We left Rodney Bay for the short hop to Martinique in blue skies and light wind. Half-way across, dark clouds brought 25 kts and torrential rain but we kept full sail up and creamed along at a constant 8 kts. Chris enjoyed helming as Toots ate up the 24 miles to Le Marin. As we approached, the wind eased and the sun came back out which made identifying the reefs on the approach to Le Marin easy.
After nearly an hour of looking for a space to anchor, we found a perfect spot away from the main channel to Le Marin. We liked Martinique from the moment we arrived, although initially it did feel strange to be speaking French and using euros again.
We particularly liked how easy it was to do bulk provisioning: one hypermarket has its own dinghy dock and trolley park within 50 metres of its front door. This may seem something rather naff to be excited about but when you've spent the past 6 months walking miles to shop, using a trolley instead of your back is close to heaven on earth.
Le Marin is a huge, well protected, anchorage but it is crammed full of yachts, many of which appeared to be abandoned or in need of a little tlc.
After a few days, we met a young Belgium couple, Michael and Sandrine, who were 'boat-sitting' for a friend, of a friend. They had a hire car and invited us to join them in a walk in the rain forest in the north of Martinique.

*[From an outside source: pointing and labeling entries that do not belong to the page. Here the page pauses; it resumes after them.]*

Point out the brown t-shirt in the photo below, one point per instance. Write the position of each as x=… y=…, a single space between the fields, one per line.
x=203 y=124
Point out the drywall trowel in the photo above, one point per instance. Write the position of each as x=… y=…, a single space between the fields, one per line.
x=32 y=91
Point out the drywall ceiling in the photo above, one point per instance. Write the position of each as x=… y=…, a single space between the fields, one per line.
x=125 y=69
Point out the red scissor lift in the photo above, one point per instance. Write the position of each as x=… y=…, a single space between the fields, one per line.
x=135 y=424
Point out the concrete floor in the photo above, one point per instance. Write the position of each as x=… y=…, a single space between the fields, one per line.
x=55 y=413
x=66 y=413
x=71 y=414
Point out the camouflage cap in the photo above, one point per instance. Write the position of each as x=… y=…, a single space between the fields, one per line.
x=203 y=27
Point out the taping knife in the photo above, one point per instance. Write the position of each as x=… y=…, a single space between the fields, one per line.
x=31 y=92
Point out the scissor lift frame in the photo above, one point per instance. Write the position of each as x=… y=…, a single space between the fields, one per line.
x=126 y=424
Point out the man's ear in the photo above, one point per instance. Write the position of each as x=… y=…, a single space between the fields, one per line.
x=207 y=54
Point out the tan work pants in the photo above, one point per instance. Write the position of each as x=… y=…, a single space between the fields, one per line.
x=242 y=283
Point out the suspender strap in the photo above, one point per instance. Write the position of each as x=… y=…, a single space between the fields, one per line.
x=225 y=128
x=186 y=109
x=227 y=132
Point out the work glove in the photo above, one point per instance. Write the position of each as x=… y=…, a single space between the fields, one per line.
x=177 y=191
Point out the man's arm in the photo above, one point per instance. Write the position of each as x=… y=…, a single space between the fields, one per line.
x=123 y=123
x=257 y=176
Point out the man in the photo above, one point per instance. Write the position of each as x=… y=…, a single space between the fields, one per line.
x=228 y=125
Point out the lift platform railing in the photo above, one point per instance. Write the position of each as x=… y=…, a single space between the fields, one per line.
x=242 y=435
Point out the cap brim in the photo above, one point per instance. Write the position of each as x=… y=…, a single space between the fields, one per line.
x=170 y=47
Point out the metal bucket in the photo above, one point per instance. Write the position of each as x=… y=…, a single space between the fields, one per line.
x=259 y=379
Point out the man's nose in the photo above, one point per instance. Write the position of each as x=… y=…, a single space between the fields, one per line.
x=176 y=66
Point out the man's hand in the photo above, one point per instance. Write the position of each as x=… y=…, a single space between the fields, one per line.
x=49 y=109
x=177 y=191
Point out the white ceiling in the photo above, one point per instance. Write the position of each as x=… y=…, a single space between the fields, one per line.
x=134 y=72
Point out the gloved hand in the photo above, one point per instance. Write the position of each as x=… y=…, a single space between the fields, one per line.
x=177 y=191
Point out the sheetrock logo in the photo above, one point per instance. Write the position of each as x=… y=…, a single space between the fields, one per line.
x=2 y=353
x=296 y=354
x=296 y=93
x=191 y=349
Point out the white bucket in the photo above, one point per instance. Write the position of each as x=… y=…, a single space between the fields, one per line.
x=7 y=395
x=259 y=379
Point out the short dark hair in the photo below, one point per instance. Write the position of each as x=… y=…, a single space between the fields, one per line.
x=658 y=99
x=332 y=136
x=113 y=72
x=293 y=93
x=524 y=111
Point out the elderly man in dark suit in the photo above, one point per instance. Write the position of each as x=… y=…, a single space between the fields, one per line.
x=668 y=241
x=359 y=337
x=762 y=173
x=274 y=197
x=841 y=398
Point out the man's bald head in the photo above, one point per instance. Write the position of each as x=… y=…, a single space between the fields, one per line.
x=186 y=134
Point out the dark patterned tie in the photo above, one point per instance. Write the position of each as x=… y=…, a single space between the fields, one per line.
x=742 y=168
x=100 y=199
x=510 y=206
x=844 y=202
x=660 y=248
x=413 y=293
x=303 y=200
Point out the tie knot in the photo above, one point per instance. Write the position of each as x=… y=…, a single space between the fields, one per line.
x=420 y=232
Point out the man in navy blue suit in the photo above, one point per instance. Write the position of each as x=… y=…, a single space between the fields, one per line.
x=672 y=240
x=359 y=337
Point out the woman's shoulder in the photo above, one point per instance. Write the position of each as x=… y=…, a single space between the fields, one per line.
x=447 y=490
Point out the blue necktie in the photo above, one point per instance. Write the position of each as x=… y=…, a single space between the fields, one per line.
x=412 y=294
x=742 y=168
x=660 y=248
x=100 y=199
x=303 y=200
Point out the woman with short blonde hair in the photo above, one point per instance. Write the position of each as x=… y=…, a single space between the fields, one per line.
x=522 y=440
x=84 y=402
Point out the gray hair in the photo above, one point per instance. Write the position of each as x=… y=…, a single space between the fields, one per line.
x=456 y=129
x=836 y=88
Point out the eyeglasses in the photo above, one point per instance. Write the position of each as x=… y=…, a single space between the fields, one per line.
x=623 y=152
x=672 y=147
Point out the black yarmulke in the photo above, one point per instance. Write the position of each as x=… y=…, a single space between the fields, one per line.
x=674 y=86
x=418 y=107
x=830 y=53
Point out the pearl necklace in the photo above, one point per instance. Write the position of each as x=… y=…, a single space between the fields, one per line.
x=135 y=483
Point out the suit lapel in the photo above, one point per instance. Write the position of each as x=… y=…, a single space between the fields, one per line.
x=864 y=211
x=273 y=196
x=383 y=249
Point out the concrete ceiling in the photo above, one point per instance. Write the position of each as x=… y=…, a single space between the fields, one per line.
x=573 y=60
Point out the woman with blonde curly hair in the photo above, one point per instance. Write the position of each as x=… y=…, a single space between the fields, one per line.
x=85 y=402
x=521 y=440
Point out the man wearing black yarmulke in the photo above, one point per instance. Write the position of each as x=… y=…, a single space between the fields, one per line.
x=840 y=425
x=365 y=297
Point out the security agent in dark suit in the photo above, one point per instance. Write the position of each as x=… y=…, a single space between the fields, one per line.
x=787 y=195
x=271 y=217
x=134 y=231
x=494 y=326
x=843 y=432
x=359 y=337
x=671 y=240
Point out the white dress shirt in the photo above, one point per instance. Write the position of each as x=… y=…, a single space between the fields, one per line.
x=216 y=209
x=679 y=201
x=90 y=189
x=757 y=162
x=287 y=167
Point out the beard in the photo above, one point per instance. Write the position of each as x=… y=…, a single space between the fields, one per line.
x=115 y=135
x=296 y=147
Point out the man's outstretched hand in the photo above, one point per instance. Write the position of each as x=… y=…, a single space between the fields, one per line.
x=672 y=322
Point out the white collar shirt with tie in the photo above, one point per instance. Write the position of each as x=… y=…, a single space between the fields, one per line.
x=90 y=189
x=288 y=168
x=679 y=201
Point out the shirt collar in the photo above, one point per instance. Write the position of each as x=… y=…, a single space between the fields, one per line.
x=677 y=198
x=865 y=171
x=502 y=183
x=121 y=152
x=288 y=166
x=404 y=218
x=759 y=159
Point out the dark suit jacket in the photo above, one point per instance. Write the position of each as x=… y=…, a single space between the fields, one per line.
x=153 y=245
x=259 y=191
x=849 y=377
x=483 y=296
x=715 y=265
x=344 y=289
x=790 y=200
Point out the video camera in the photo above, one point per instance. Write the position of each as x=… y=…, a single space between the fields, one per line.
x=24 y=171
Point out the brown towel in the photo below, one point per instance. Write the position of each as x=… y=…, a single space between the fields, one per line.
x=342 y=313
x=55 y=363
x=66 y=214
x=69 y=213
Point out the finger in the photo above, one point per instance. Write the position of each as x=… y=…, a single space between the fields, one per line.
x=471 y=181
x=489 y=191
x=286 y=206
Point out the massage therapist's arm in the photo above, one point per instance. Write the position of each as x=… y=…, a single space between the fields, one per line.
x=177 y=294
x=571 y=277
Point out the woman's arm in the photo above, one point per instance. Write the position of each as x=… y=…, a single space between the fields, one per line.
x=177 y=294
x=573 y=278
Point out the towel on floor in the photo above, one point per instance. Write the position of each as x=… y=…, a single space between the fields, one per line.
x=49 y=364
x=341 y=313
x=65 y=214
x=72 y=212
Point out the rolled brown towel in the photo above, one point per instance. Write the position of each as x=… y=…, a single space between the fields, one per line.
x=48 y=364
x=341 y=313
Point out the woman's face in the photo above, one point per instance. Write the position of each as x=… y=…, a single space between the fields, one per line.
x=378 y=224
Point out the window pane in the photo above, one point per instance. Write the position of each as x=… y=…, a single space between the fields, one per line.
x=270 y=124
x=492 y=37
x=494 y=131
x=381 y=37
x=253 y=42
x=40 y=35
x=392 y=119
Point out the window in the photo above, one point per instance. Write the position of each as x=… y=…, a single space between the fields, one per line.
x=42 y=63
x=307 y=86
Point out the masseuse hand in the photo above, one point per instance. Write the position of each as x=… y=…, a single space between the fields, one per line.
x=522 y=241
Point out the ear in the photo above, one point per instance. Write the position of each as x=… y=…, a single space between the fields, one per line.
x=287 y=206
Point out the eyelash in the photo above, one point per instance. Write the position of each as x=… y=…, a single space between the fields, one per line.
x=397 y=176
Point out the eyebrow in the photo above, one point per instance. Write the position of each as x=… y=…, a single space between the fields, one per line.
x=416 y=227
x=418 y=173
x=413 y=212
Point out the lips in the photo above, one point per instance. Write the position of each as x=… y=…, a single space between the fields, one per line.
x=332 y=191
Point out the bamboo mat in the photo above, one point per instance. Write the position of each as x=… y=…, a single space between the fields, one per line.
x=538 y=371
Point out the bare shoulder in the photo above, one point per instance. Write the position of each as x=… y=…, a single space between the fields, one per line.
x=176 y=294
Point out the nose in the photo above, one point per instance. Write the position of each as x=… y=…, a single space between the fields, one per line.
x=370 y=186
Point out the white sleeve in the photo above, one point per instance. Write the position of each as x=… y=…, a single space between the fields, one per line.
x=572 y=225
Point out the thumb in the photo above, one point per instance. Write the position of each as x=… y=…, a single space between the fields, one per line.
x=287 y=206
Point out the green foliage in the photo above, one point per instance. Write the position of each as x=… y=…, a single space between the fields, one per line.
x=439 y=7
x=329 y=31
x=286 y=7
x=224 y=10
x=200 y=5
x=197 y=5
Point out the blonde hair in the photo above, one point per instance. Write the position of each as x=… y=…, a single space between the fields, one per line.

An 0530 start from the boat, saw us driving north over the hills for nearly 3 hours in heavy rain. A wrong turn, took us to the top of Mt Pele which wasn't a problem, just a pity the visibility was only about 50 metres. On reaching Grand Riviere, the weather was still bad; starting a walk would have been foolish, if not dangerous. We opted for coffee in the only place that was open: a fisherman's bar cum cafe.
We sat like drowned rats in the cafe but our mood soon lifted when the coffee arrived and we met Andreas from Estonia. Andreas was enjoying life to the full, telling us how he loved living in the rain forest working on his rasta friend's organic farm, when he wasn't lobster fishing in Norway. The fact that it was only 0900 and he was on his third beer by the time we left was clearly perfectly normal; apparently you can't work on the farm when it's raining in the rain forest. Thank you Andreas for making us laugh so much.
With the rain easing, we left the cafe and within 30 minutes we were well off road and winding our away along a footpath that seemed to be always uphill, even on the way back. The colours and smell of the forest were amazing; having lived on the boat for so long we really appreciated the vegetation and sounds of the wildlife. Five hours later we returned to the car, tired but feeling good. The cafe had closed and there was no sign of Andreas.
Back in Le Marin we decided to explore the surrounding mangroves by kayak. Paddling up an old overgrown canal was eery and scenes from the film 'Deliverance' came to mind.
We are now starting to head slowly south again as the hurricane season starts in June.
One final thing before I finish this update. Back to Andreas of Estonia. Andreas told us about the red bananas he grew on the farm in the rain forest and how amazing they were to eat. None of us had ever heard of or seen red bananas in our lives and we just put Andreas's enthusiasm about them down to perhaps being on a different planet to most of us........most of the time.
A few days later we were astonished to find red bananas in the market at Le Marin. They are, indeed, absolutely delicous!